Bromeliads: Exotic Beauties that Practically Take Care of Themselves

If you want an exotic plant that almost takes care of itself, try bromeliads.

Their rare exotic beauty sometimes causes inexperienced growers to assume that bromeliads are touchy and difficult to grow. The truth is that bromeliads are one of the most resilient and carefree choices for both the expert and the novice gardener.

Part of this “tolerance” for neglect is due to the physiology of the plant. With over 2500 identified species (two of the most well-known being the common pineapple and Spanish moss), many bromeliads are epiphytes, or “air plants”, which means they get their water and nourishment from the air. Others create their own “reservoir” or cup in a rosette center in which they store water and nutrients. These self-contained forms of water collection allow them to be neglected and withstand near draught, as long as there is some moisture in the air.

Bromeliads receive nutrients from leaves as well as small insects and other matter that drops into their rosette. For this reason, some experts recommend that you do not give additional nutrients to bromeliads in the form of fertilizer, as it can actually make them lose some of their color.

Besides their almost indestructible nature, another big asset to growing bromeliads is the rate at which they propagate.

Although bromeliads really did not begin to gain wide popularity among home growers until the early 1970’s, they now are becoming well appreciated for their almost constant color, both in their foliage and in their flower stalks.
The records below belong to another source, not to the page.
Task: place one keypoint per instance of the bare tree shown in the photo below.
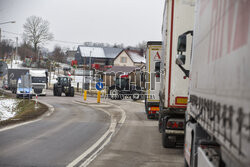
(26, 51)
(58, 55)
(6, 48)
(36, 31)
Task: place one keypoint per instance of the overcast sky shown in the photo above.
(108, 21)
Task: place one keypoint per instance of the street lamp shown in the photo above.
(5, 23)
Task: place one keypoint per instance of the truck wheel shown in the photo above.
(135, 95)
(59, 91)
(72, 92)
(166, 143)
(114, 94)
(160, 123)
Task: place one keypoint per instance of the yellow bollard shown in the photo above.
(98, 96)
(85, 95)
Plants usually consist of a rosette of blade shaped leaves, from the center of which a colorful “inflorescence”, or flower cluster, emerges. This “inflorescence”, although not literally the flower of the plant, sometimes remains colorful for months at a time. And since different varieties of bromeliads achieve their color at different times of the year, it is possible to keep color in your home or yard year-round by growing a variety of bromeliads

Growing Your Own Bromeliads

Some plant enthusiasts, especially if they are trying to sell you one, will swear that you “just can’t kill a bromeliad.” But the truth is, some are easy to grow and some are not. First, most bromeliads are not cold hardy, and are do best in plant hardiness zones 9 and higher.

Most sources agree that something to keep in mind with bromeliads is that “too much of a good thing” can be harmful. Too much water, too much sun or too much fertilizer will harm or possibly kill these hardy, exotic looking plants. But if you follow a few simple guidelines, bromeliads can add beauty and color to even the most difficult landscapes and last for years.

As a beginner, it is best to purchase your bromeliads from a reputable nursery that can provide some insight into the natural habitat and local growing requirements of the variety you select. In general, though, these rules can be applied to most species of bromeliads.

Light conditions for bromeliads range from full sun to dense shade. As a rule, a thin leaved plant will require less light than a thick leaved plant. Most bromeliads like an area that provides 60% to 70% shade. If the foliage becomes burned or washed out looking, reduce the light. If the foliage is not producing as much color as it should, increase the light. Experiment with different locations to see which light brings out the best coloration and form but does not burn the leaves. Bromeliads grown in full sun will often look entirely different from the same species grown in deep shade. Light affects both the color and the shape of the leaves.

In the absence of rainfall, water your bromeliads two to three times a week. Potting medium is not even necessary for many varieties, but it is helpful to hold the plant erect. If planted in pots, all bromeliads should be potted in a soil mixture that allows quick drainage. Air plant varieties can be mounted on driftwood or hung in baskets without soil and usually need little more than a regular misting. Of the varieties that produce cup-like rosettes, keep the “cup” filled with water, but the soil can be somewhat dry. Bromeliads do not like “wet feet”.

All need fresh moving air, as they get much of their moisture and nutrients from the air they absorb through “scales” on their leaf surfaces.

Fertilizing is not required and is even not recommended by many bromeliad experts.

Bromeliads are some of the most pest free of plants. Most experts assume that this is probably due to the fact that insects just give up rather than trying to get through a bromeliads tough, leathery leaves.

Although all bromeliad varieties except one are native to the Americas, in their natural habitat they grow in terrains as different as sands along the ocean, tree branches in tropical rain forests, and high deserts in the Andes mountains. This diversity of the plants natural habitats also means diverse growing conditions. If the species you choose does not seem to be flourishing as expected you may have to experiment with some of the following conditions:

1) Cut back on watering (over-watering is the biggest cause of plant failure for bromeliads) or change to a coarser soil mixture to provide better drainage.

2) Move plant to a location providing more or less light.

3) Make sure plant has fresh circulating air, but is not in a draft.

With a little practice, you too can become a bromeliad expert. For the most part, all you will have to do is “stick them in the ground and watch them grow.”